Clean energy stocks haven’t done the greatest in the last year. After many boomed back in January with the promise of investment, they almost all sunk. Yet whether investors jump in now or later, clearly the future will be green.
With billions being put into clean energy stocks providing infrastructure around the world, this is something Motley Fool investors should be watching closely. As we saw in January, it can take just one major announcement to send these stocks soaring back to all-time highs.
With that in mind, here are three Canadian clean energy stocks investors should have in their portfolio for when that time comes.
Brookfield Renewable Partners (TSX:BEP.UN)(NYSE:BEP) is one of the most obvious choices for a reason. Brookfield is one of the top clean energy stocks with a diverse portfolio of renewable energy projects. This is diverse in two ways. You get projects around the world instead of one or two countries and in every type of clean energy project.

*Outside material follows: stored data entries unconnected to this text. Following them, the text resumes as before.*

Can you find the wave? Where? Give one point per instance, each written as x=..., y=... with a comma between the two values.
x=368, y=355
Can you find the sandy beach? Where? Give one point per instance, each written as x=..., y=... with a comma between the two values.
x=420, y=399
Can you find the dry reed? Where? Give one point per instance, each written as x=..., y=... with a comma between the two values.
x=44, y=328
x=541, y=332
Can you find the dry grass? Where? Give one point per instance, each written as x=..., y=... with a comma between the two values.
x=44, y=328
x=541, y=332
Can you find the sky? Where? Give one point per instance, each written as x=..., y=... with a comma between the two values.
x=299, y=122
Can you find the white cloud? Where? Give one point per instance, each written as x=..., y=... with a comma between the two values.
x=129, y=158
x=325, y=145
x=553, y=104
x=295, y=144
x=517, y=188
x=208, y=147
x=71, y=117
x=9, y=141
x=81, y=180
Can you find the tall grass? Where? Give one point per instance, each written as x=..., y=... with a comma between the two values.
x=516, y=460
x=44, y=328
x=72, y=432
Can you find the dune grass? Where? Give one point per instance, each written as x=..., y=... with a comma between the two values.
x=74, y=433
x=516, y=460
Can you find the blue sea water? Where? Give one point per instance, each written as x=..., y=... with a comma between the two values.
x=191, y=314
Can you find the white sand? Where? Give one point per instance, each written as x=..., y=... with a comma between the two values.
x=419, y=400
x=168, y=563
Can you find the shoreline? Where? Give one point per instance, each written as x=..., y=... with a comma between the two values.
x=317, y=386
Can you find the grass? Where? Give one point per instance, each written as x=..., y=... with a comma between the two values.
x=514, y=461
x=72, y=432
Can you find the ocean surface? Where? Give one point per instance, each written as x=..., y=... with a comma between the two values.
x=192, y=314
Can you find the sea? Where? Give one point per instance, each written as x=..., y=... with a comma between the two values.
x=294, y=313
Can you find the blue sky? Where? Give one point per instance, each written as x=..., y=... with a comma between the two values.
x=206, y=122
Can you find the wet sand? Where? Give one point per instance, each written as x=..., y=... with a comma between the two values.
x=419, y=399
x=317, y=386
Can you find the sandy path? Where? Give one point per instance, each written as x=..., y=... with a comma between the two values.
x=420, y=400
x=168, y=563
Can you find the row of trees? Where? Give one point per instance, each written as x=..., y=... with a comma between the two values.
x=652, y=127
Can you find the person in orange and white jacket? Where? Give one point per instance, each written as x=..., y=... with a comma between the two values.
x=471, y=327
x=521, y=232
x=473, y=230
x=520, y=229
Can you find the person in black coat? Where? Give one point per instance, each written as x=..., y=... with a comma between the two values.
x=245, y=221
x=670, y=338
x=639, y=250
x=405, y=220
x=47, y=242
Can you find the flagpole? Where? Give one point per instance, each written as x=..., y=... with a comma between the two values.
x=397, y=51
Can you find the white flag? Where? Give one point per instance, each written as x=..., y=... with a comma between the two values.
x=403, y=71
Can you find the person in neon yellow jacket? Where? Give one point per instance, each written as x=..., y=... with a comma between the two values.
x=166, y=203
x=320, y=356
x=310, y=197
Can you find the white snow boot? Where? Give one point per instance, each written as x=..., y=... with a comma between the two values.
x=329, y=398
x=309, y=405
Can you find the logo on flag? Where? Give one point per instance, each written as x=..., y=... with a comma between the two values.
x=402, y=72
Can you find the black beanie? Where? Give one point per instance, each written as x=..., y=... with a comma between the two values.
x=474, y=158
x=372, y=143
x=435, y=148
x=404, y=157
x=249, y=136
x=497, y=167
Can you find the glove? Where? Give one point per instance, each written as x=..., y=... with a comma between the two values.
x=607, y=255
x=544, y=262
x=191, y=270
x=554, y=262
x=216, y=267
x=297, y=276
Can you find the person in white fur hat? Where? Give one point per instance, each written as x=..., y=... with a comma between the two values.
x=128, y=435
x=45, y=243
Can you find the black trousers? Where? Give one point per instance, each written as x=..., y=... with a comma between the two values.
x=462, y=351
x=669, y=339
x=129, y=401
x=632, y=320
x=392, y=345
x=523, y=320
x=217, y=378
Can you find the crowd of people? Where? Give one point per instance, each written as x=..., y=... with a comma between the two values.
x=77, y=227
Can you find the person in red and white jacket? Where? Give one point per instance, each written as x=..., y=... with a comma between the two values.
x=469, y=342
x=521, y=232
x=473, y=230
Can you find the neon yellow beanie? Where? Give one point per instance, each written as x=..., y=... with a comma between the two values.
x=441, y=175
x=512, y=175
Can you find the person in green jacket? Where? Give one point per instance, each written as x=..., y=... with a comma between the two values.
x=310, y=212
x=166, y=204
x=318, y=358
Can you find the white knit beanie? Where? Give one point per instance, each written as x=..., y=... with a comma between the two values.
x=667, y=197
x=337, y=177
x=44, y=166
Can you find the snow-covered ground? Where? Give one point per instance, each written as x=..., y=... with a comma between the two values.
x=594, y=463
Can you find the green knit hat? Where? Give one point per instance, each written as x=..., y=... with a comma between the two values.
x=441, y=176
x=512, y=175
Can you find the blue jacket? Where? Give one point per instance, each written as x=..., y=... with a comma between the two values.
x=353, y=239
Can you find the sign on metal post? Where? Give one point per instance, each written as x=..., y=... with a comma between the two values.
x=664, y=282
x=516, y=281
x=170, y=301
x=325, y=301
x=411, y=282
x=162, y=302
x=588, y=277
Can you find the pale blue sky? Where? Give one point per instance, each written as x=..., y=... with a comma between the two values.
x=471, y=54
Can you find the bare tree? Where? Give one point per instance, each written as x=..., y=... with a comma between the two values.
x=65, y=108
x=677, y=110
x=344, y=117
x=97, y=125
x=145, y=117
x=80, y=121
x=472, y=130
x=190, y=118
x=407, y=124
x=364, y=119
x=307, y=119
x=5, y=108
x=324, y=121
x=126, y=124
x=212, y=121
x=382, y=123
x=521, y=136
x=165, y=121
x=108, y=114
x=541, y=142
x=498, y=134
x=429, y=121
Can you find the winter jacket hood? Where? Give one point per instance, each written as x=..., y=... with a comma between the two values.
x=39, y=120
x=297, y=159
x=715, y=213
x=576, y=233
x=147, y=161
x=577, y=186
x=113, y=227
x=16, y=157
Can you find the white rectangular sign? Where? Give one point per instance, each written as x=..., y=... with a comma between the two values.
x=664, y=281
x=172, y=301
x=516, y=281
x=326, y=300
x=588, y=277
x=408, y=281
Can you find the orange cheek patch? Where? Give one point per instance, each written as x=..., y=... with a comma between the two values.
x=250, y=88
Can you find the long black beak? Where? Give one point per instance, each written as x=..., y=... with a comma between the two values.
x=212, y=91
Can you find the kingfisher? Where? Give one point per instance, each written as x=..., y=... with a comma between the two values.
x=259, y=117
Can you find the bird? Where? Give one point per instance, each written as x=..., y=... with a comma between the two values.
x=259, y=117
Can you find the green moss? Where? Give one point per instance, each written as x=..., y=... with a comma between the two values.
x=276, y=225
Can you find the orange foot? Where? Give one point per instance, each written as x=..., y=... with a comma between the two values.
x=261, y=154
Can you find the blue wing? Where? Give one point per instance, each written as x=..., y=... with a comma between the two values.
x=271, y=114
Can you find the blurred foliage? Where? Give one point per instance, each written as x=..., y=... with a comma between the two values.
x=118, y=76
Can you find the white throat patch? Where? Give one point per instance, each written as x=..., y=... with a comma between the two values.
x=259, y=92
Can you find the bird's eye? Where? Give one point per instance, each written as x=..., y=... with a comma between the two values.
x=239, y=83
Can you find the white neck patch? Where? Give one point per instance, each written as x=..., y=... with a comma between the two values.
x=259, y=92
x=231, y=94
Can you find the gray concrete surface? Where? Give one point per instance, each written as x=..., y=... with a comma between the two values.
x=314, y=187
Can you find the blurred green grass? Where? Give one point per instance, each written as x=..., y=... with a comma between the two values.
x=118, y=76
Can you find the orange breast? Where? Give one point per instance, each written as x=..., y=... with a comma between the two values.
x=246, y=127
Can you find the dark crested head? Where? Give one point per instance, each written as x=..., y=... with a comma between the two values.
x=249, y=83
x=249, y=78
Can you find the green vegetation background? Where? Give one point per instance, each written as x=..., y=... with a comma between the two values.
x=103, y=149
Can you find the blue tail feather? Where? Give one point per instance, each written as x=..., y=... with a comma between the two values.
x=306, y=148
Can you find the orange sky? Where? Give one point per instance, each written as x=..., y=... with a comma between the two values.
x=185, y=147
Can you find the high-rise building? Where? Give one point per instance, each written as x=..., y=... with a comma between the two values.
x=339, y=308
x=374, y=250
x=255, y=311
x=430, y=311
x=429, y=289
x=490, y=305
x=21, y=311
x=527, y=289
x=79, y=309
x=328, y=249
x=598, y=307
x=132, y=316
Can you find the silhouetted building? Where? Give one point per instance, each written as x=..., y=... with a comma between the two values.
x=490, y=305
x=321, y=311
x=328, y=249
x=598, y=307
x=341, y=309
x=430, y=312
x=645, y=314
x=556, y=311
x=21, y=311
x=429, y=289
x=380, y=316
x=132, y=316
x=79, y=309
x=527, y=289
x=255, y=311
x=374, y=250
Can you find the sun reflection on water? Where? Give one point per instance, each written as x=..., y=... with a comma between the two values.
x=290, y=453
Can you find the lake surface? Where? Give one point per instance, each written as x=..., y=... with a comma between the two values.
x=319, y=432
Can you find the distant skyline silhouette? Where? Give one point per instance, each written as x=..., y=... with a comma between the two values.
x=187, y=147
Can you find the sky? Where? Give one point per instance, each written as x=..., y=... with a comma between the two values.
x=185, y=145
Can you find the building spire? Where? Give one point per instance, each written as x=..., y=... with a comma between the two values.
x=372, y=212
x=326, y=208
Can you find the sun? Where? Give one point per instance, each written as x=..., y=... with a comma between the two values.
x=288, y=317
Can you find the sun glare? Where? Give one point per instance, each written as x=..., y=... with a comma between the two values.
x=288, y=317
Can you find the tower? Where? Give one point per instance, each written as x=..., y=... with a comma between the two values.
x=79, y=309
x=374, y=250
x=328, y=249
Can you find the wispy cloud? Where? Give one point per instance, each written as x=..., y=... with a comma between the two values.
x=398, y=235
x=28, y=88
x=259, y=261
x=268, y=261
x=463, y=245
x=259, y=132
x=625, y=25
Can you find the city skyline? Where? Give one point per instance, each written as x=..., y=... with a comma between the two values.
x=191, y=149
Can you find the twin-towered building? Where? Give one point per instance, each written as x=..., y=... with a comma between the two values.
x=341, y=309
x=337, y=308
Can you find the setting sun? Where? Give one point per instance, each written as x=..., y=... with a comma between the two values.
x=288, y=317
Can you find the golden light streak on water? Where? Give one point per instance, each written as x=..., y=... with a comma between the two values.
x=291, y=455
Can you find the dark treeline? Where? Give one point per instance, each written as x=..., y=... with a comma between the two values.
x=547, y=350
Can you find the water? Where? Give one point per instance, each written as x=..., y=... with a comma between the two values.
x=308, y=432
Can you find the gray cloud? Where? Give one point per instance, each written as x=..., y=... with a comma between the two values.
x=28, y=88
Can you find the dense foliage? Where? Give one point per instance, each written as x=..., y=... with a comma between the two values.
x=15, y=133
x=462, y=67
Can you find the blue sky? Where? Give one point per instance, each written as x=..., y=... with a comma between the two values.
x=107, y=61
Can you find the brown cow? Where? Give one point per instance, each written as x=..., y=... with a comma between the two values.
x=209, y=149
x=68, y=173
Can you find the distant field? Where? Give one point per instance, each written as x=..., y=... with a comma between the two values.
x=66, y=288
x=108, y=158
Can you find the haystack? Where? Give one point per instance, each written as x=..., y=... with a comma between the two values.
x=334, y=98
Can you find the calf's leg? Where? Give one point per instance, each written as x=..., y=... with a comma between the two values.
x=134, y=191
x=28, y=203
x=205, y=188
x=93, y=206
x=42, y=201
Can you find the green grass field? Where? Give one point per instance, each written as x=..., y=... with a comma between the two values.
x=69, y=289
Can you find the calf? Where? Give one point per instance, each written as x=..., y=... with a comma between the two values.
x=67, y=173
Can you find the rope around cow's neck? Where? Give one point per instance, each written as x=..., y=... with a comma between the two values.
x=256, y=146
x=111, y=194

During its latest earnings report, Brookfield Renewable stock announced funds from operations of $210 million, up 32% year over year. It took on 19 power purchase agreements and progressed around 8,000 megawatts in development projects. Furthermore, it has 5,000 megawatts in the global development pipeline. Among clean energy stocks, it continues to have a solid balance sheet of $3.3 billion in available liquidity, investing $2.4 billion of equity in a range of transactions in 2021.
“We generated record third quarter FFO, and executed on several growth opportunities that demonstrate the value of our global platform, deploying capital across multiple technologies and jurisdictions, enhancing our position as a leading diversified clean energy business,” said Connor Teskey, CEO of Brookfield Renewable. “As decarbonization of the global economy continues to move to the forefront, we are well positioned to capture the growing opportunity while earning strong returns for our investors.”
The main problem keeping shares down is Brookfield renewable stock has come close but missed earnings estimates. Analysts predict these new projects coming online should bring in earnings of $0.72 per share next quarter. For now, you can pick up the stock with a valuable 2.22 price-to-book ratio and a dividend yield of 3.16%. Shares of Brookfield Renewable stock are down 26% year to date.
I would also recommend Motley Fool investors interested in clean energy stocks check out Algonquin Power and Utilities (TSX:AQN)(NYSE:AQN). Algonquin stock is a stable company bringing in reliable income from its utility business. However, it’s been investing and transitioning to clean energy power as well.
This included its recent purchase of Kentucky Power. However, this sent shares falling, as some believe it’s not the right time to invest. Yet this was before Algonquin stock posted strong earnings. Revenue was up 40% year over year, reaching $528.6 million. Adjusted EBITDA climbed 27% to $252 million.
“We are excited about our recently announced agreement to acquire Kentucky Power Company and AEP Kentucky Transmission Company, Inc.,” said Arun Banskota, President and Chief Executive Officer of AQN. “This acquisition is expected to be a continuation of AQN’s disciplined growth strategy, adding to our U.S. regulated footprint, and offers an opportunity for the Company to utilize its proven “greening the fleet” capabilities, aligning with our commitment to advancing a sustainable energy and water future.”
So the drop in share price is really just an opportunity for Motley Fool investors looking at clean energy stocks. Algonquin Power is down 23% year to date, with a 4.8% dividend yield as of writing.
It remains valuable with a 14.67 price-to-earnings ratio, even after meeting earnings estimates of $0.19 per share. EPS predictions have Algonquin stock hitting $0.27 per share from analysts, with a one-year target price of $21.71.